Our first host was a Captain Pugh, who had served with me in France in the 1914 war. I had seen nothing of him for a great many years, then he suddenly turned up again as people do and asked me down to stay. He was farming in Kent. How can an urban dog owner go into the country without his dog? I said I should be delighted to come if I could bring Tulip. It appeared, however, that Mrs. Pugh, of whom, until then, I had never heard, kept Cairns, and although I assured Pugh that Tulip was very partial to little dogs, negotiations were suspended. Then Mrs.

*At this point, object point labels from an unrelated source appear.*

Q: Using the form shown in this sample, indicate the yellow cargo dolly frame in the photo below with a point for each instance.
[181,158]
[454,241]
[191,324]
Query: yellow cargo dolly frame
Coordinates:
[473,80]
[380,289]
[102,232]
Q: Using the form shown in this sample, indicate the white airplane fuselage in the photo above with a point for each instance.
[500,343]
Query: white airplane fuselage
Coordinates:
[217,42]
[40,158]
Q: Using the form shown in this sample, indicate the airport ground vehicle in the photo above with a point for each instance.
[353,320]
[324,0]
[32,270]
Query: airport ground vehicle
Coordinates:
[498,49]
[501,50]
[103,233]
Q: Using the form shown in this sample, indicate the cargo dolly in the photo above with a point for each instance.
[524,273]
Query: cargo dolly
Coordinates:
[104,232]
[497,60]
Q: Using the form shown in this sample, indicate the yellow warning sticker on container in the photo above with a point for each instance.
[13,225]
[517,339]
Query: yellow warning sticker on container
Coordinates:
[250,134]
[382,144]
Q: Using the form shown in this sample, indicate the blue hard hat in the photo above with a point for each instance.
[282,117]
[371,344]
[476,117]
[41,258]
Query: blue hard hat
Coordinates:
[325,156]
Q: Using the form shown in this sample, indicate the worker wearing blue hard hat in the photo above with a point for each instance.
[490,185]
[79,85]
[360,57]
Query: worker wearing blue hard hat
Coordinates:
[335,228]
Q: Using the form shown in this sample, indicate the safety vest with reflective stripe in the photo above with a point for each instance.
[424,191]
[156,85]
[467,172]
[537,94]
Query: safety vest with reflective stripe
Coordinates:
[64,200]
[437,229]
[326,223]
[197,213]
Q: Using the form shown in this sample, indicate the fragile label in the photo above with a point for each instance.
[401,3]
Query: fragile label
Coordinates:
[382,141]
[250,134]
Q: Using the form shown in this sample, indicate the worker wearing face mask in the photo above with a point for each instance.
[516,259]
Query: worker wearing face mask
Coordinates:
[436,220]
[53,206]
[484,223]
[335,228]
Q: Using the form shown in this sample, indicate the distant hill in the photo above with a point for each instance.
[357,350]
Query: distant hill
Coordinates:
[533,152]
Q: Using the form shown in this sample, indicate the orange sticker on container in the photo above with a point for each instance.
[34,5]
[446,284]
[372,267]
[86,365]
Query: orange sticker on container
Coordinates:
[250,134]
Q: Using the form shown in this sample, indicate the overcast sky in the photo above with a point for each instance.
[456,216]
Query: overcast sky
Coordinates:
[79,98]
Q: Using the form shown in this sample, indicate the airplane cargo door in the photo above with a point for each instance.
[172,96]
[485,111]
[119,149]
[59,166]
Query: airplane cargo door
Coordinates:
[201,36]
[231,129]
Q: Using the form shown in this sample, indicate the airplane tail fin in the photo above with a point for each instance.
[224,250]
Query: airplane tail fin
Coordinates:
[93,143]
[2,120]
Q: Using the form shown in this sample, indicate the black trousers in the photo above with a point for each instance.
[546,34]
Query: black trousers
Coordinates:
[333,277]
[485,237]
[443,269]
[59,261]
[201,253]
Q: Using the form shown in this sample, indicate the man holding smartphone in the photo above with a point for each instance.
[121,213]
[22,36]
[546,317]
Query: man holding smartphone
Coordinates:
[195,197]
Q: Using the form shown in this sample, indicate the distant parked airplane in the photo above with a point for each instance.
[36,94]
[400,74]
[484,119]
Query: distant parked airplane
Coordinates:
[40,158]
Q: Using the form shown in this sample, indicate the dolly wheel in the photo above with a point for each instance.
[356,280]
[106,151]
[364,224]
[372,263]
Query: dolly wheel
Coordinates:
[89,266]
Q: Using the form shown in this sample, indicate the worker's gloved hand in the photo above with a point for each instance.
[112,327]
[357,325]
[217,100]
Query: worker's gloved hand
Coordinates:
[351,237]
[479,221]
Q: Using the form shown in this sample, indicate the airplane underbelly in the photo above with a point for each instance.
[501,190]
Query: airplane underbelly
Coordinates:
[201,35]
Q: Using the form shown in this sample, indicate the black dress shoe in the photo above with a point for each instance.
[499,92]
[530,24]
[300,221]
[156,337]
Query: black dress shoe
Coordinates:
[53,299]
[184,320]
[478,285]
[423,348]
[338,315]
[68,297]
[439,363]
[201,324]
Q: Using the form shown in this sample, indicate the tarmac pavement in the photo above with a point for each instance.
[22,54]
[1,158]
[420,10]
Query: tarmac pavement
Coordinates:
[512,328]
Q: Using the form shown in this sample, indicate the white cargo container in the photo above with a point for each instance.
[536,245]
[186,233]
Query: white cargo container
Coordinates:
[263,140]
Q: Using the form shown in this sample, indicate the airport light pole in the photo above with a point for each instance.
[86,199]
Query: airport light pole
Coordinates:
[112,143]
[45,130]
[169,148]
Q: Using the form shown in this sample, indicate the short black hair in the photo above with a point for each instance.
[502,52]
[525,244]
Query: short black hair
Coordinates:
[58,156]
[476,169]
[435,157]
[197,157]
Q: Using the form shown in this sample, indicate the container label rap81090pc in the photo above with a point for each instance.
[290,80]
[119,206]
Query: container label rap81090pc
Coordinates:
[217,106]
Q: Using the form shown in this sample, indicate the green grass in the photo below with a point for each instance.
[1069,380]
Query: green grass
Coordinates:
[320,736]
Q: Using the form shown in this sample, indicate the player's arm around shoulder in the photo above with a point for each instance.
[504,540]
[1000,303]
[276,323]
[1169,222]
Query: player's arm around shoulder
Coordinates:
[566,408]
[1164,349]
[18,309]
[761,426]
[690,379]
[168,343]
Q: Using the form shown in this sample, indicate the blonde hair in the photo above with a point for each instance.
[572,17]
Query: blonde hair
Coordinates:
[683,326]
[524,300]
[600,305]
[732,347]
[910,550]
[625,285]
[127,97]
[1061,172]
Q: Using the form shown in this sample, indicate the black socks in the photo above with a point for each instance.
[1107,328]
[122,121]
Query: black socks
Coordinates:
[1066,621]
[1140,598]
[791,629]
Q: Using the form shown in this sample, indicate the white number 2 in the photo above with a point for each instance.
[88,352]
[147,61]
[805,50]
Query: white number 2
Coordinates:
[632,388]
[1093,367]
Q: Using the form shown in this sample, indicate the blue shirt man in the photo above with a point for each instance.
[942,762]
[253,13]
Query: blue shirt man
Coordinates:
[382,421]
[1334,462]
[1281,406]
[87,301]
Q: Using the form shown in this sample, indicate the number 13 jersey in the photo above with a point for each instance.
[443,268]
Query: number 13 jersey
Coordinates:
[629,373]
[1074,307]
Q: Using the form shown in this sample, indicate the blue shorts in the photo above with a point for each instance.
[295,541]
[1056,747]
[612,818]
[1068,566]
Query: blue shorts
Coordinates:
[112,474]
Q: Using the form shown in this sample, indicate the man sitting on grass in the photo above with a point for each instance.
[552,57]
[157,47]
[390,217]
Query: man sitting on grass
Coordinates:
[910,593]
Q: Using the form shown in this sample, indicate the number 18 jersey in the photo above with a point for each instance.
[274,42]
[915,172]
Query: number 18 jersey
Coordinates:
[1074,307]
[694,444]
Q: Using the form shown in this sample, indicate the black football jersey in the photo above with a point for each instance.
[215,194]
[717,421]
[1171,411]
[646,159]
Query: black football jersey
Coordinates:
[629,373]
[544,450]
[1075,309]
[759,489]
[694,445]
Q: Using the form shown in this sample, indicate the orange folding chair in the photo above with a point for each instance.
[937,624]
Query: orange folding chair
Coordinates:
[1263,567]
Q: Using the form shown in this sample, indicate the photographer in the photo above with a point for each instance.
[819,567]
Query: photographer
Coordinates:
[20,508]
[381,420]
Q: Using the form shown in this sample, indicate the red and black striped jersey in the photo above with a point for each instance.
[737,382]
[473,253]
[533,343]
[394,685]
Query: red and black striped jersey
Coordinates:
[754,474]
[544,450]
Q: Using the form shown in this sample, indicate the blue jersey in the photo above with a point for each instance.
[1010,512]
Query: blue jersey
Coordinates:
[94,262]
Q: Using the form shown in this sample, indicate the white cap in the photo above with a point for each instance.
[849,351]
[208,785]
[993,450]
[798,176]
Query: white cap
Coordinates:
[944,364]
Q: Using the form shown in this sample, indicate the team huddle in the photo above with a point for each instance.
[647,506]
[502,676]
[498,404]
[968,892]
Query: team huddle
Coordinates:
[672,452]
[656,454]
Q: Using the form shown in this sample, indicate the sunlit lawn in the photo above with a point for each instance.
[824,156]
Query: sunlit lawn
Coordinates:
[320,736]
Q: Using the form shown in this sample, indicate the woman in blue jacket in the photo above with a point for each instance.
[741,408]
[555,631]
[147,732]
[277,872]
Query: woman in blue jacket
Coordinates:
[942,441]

Pugh went off with her Cairns for a night elsewhere, my invitation was renewed to include Tulip, and she and I traveled down into Kent together.

Actually I remembered very little about my host, except that he had been an officer who had managed to combine great courage and efficiency with a marked indolence of habit. Whenever, for instance, he had wanted his servant or his orderly, as he frequently did, it had been his custom to fire his revolver into the wall of his dugout—one shot for the servant, two for the orderly—to save himself the exertion of shouting. An odd figure, and, as I was to discover, set in his ways; his whims were, indeed, to contribute to the misfortunes that befell us beneath his roof.

He emerged from a cowshed as we entered his extensive domain, and guided us up to the house. Poultry came into view, pecking about on either side of the long drive, and Pugh interrupted his conversation about old times to remark briefly that he hoped Tulip would not “go after” them as they were laying rather well at present. I hoped not too; but she had met hens only once before, so I had no means of telling whether she would recall the smacking she had received on that occasion. I could have put her on the lead, I suppose, and that may have been what Pugh was hinting at; but how can one gauge the intelligence of one's animal if one never affords it the chance to display any? And, to my astonishment and pride, only one sharp cautionary word was needed, when I saw her tail go up and a wolfish gleam enter her eye, to remind her of her lesson: the poultry were passed unscathed. Indeed, we should have gained Pugh's residence in faultless style, had it not been for a ginger cat that was idling in the shrubbery. I was quite unprepared for this cat, which had never been mentioned in the kind of farmyard inventory to which, in our correspondence about the Cairns, Pugh had apparently thought it advisable to extend his concern, so I was too late to prevent Tulip, who saw it first, from sailing into combat. She pursued it into a small potting shed that stood alongside the house. I apologized profusely; but it turned out to be not at all an important cat; it belonged to the category neither of pet nor of livestock, but was a mere hireling, engaged for the purpose of keeping down the mice, in which capacity, I gathered, it was not giving the utmost satisfaction; and since Pugh observed its narrow escape without apparent emotion, remarking offhandedly, as he clapped-to the potting-shed door, “It can stay there now,” I permitted myself to be amused. Little did I think that this cat, who was scowling wrathfully at us through the dusty panes, was to take its revenge upon us later.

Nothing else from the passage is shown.